Greenkeeper at Dundonald Links
“I am shocked and saddened to hear this terrible news. I had had a great morning with Antony out on the courses at Minchinhampton just a couple of weeks ago and was looking forward to inviting him back next year to carry out a breeding bird survey for us. His knowledge, passion and enthusiasm for all things ecology was infectious and inspirational – I’m far more tuned in to the bird life on the courses now thanks to spending only a short time with him teaching me some of the bird calls.
“A truly nice man who was a fantastic ambassador for our industry and he will be greatly missed. My thoughts go to his family at this difficult time.”
Ecology coordinator at Minchinhampton Golf Club
“Antony was such a nice guy and a massive voice for nature in the golfing industry. He will be sadly missed. Sympathies to his family and friends.”

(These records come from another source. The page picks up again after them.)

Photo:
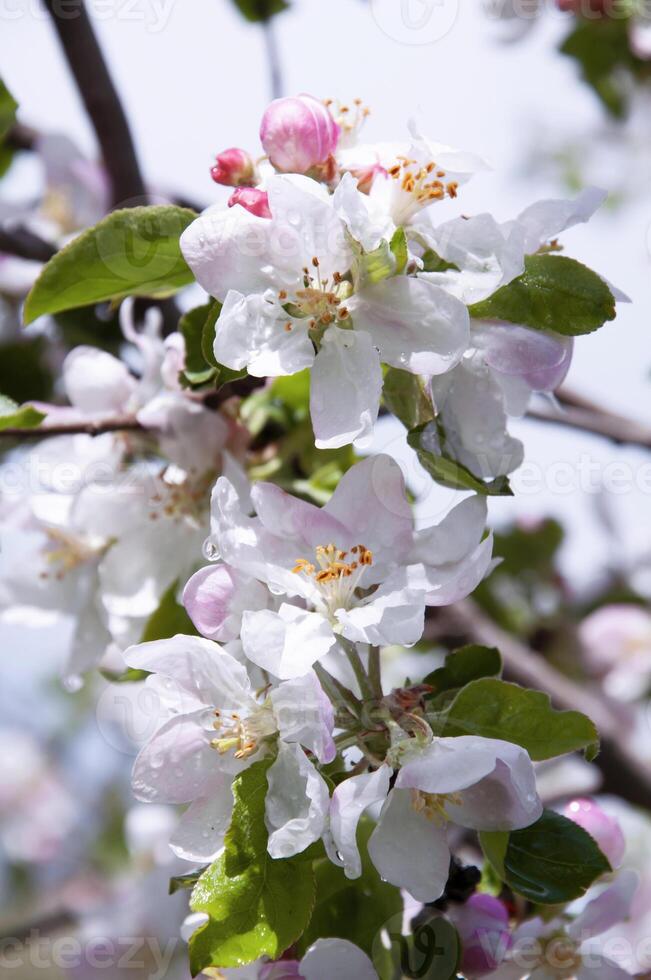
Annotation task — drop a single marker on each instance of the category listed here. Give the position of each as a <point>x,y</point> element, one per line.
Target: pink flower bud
<point>605,830</point>
<point>234,168</point>
<point>298,134</point>
<point>255,201</point>
<point>483,925</point>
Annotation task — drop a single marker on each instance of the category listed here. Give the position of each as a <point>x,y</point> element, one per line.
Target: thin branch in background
<point>625,773</point>
<point>103,105</point>
<point>273,59</point>
<point>582,415</point>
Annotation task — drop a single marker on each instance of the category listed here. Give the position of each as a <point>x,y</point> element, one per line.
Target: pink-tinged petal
<point>199,836</point>
<point>472,413</point>
<point>349,801</point>
<point>602,967</point>
<point>409,850</point>
<point>416,325</point>
<point>296,805</point>
<point>258,335</point>
<point>329,958</point>
<point>304,714</point>
<point>371,501</point>
<point>345,388</point>
<point>542,360</point>
<point>217,596</point>
<point>96,382</point>
<point>605,829</point>
<point>289,518</point>
<point>608,909</point>
<point>198,671</point>
<point>287,643</point>
<point>177,765</point>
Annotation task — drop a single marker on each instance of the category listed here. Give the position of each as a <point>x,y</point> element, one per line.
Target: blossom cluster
<point>275,730</point>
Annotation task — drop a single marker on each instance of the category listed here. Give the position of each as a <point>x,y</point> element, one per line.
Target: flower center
<point>242,736</point>
<point>336,573</point>
<point>320,301</point>
<point>432,805</point>
<point>421,183</point>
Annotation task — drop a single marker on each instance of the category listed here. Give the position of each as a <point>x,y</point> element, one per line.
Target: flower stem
<point>337,692</point>
<point>375,671</point>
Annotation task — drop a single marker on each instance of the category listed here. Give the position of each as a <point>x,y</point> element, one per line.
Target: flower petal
<point>345,388</point>
<point>177,764</point>
<point>217,595</point>
<point>256,334</point>
<point>287,643</point>
<point>409,850</point>
<point>296,804</point>
<point>304,714</point>
<point>416,325</point>
<point>328,958</point>
<point>199,835</point>
<point>349,801</point>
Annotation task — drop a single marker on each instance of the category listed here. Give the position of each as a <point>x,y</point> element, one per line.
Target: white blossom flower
<point>213,726</point>
<point>289,304</point>
<point>479,783</point>
<point>354,568</point>
<point>552,950</point>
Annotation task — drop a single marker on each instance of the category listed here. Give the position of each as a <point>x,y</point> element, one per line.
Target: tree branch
<point>624,772</point>
<point>24,244</point>
<point>584,416</point>
<point>87,64</point>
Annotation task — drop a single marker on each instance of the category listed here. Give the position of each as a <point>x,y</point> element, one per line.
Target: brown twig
<point>582,415</point>
<point>103,105</point>
<point>625,773</point>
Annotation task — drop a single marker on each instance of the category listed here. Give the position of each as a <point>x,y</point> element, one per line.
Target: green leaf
<point>258,906</point>
<point>552,862</point>
<point>493,708</point>
<point>13,416</point>
<point>452,474</point>
<point>132,252</point>
<point>554,293</point>
<point>432,262</point>
<point>169,619</point>
<point>463,666</point>
<point>8,107</point>
<point>260,10</point>
<point>355,910</point>
<point>602,48</point>
<point>181,882</point>
<point>130,676</point>
<point>208,335</point>
<point>405,396</point>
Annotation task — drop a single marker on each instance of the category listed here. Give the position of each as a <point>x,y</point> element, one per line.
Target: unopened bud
<point>298,134</point>
<point>234,168</point>
<point>255,201</point>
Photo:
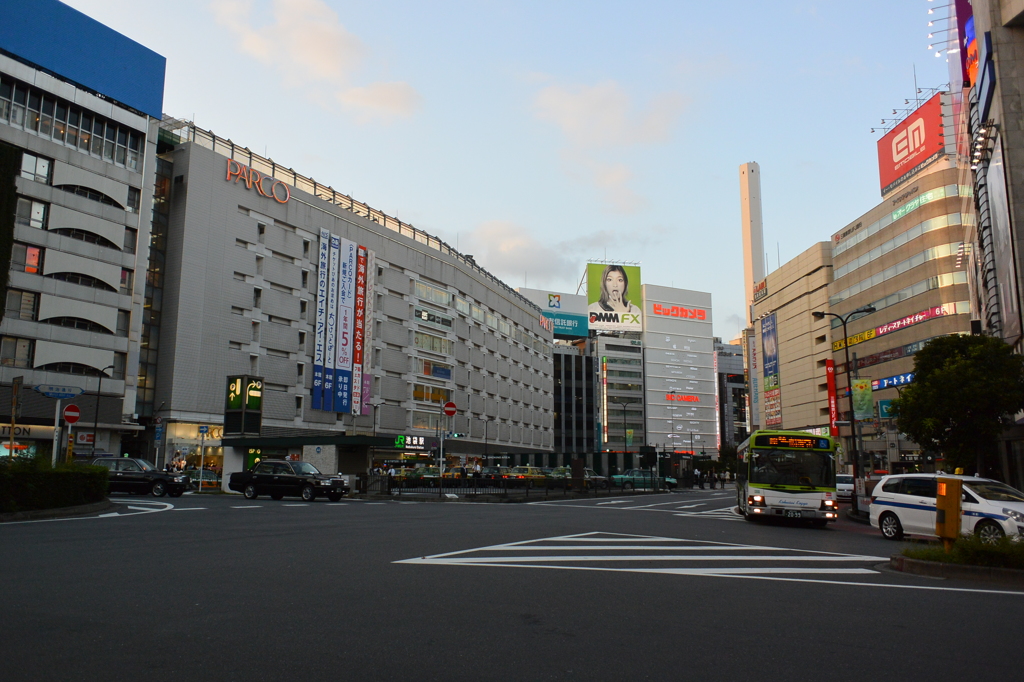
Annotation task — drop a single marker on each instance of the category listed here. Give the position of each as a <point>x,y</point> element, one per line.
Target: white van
<point>904,504</point>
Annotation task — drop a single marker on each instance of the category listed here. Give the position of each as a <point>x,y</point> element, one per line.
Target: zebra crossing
<point>649,554</point>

Assistant greenkeeper at John O‘Gaunt Golf Club
“A true ambassador for golf and the environment and a gentleman of whom I have the highest respect for. I am deeply shocked and we as a group must continue to drive Antony’s passion onto all those outside and within the industry as a mark of respect. I will certainly be marking his departure in the form of an environment / ecology project this winter. RIP my dear friend.
“God bless, Dan.”
Dan McGrath MG
Course Manager at North Foreland Golf Club
“Very sad news indeed. Antony’s enthusiasm for his beloved subject was infectious and having carried out a breeding bird survey for us recently and only receiving the report on Monday I will also ensure that all recommendations are completed as a mark of respect to a lovely man. Please send all messages of respect to the family for us Bob. Deepest sympathies. Euan.”
Golf courses and estates manager at Turnberry Resort
“Words are sometimes not enough. Today is a sad day for all who knew Antony personally, a very compassionate human being. He lived his whole life doing what he was passionate about. God bless, ABA.”
Alexandra Betâmio de Almeida
Sustainable development advisor in Portugal
“I only met Antony the once, he was a kind and knowledgeable man. My heart goes out to his family.”